Anche alle batterie agli ioni di litio si addice l’attributo di “largamente utilizzate”: si trovano praticamente in qualsiasi dispositivo elettronico, e la crescente diffusione di autoveicoli elettrici le ha rese ancora più comuni. Proprio in virtù di questo, gli autori dell’articolo appena pubblicato hanno sottoposto diversi tipi di batterie agli ioni di litio a diversi test di laboratorio per saggiarne il contenuto e l’eventuale predisposizione al rilascio di sostanze nocive: in questo modo, hanno evidenziato che effettivamente le batterie al litio contengono e rilasciano bis-perfluoroalchilsulfomidi (o bis-Fasi, una sottoclasse di Pfas), sostanza le cui persistenza ambientale ed ecotossicità sono comparabili a quelle di composti noti da più tempo, tra cui il famigerato acido perfluoroottanoico, o Pfoa.
“I risultati della nostra analisi”, spiega Jennifer Guelfo, una degli autori del lavoro, “mettono in luce un problema legato alla produzione, allo smaltimento e al riciclaggio di queste batterie, che tendenzialmente si associano all’idea di ‘energia pulita’. Ridurre le emissioni di anidride carbonica con innovazioni come le auto elettriche è fondamentale, ma bisogna stare attenti agli effetti collaterali, come, in questo caso, l’aumento dell’inquinamento da Pfas. È necessario facilitare tecnologie, controlli di produzione e soluzioni di riciclaggio che possano contemporaneamente mitigare la crisi climatica senza rilasciare inquinanti altamente persistenti nell’ambiente”.
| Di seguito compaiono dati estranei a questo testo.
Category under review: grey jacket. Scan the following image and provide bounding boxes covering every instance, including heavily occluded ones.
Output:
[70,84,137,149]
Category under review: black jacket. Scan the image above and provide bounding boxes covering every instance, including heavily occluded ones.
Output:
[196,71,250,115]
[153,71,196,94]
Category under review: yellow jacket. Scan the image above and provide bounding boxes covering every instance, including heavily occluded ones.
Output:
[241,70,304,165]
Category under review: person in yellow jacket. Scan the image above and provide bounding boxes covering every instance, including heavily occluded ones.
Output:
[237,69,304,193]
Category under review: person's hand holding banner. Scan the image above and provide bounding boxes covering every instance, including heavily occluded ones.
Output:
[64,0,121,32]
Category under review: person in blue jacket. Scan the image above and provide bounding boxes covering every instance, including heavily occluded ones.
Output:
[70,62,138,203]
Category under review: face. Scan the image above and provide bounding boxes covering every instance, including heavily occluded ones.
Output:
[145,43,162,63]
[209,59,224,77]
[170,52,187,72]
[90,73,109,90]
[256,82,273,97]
I ricercatori, in particolare, hanno raccolto e analizzato campioni di acqua, neve, suolo e sedimenti nei pressi di stabilimenti di produzione in Minnesota, in Kentucky, in Belgio e in Francia, registrando in tutti i siti una concentrazione di bis-Fasi molto sopra la norma. I dati, inoltre, evidenziano come queste sostanze riescano a viaggiare molto velocemente e molto lontano muovendosi nell’aria, il che può aumentare la dimensione delle aree potenzialmente contaminate. E ancora: i test hanno mostrato che i bis-Fasi non si decompongono con il tempo, proprio come accade agli altri Pfas; fortunatamente, alcuni trattamenti (per esempio l’uso di carbone attivo granulare e lo scambio ionico, già usati con gli altri Pfas) sembrano essere efficaci nella rimozione dei bis-Fasi dall’acqua.
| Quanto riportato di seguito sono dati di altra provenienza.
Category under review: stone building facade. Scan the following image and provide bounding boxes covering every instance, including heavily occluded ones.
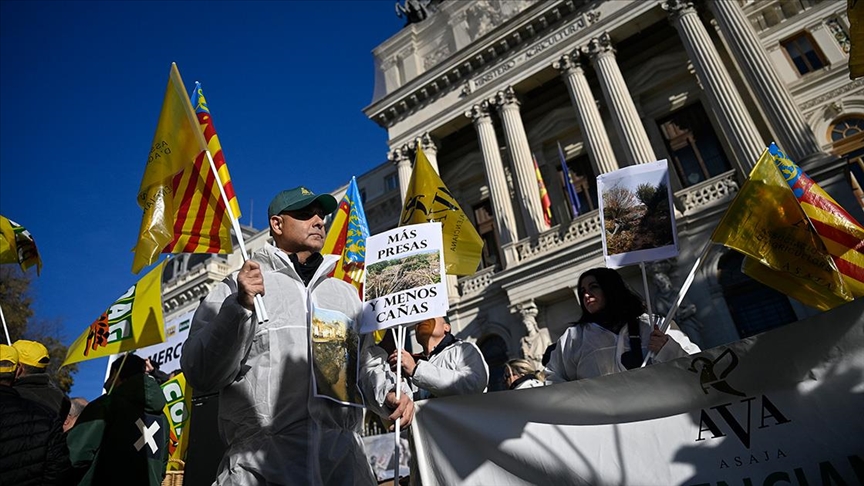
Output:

“I nostri risultati”, proseguono gli autori, “dimostrano che gli approcci di purificazione progettati per altri Pfas, tra cui il Pfoa, sono efficaci anche per rimuovere i bis-Fasi. Auspicabilmente, queste tecniche saranno utilizzate sempre di più e gli impianti di trattamento saranno aggiornati per essere conformi ai livelli massimi di contaminazione da Pfas recentemente emanati dall’Agenzia per la protezione ambientale statunitense (Epa)”.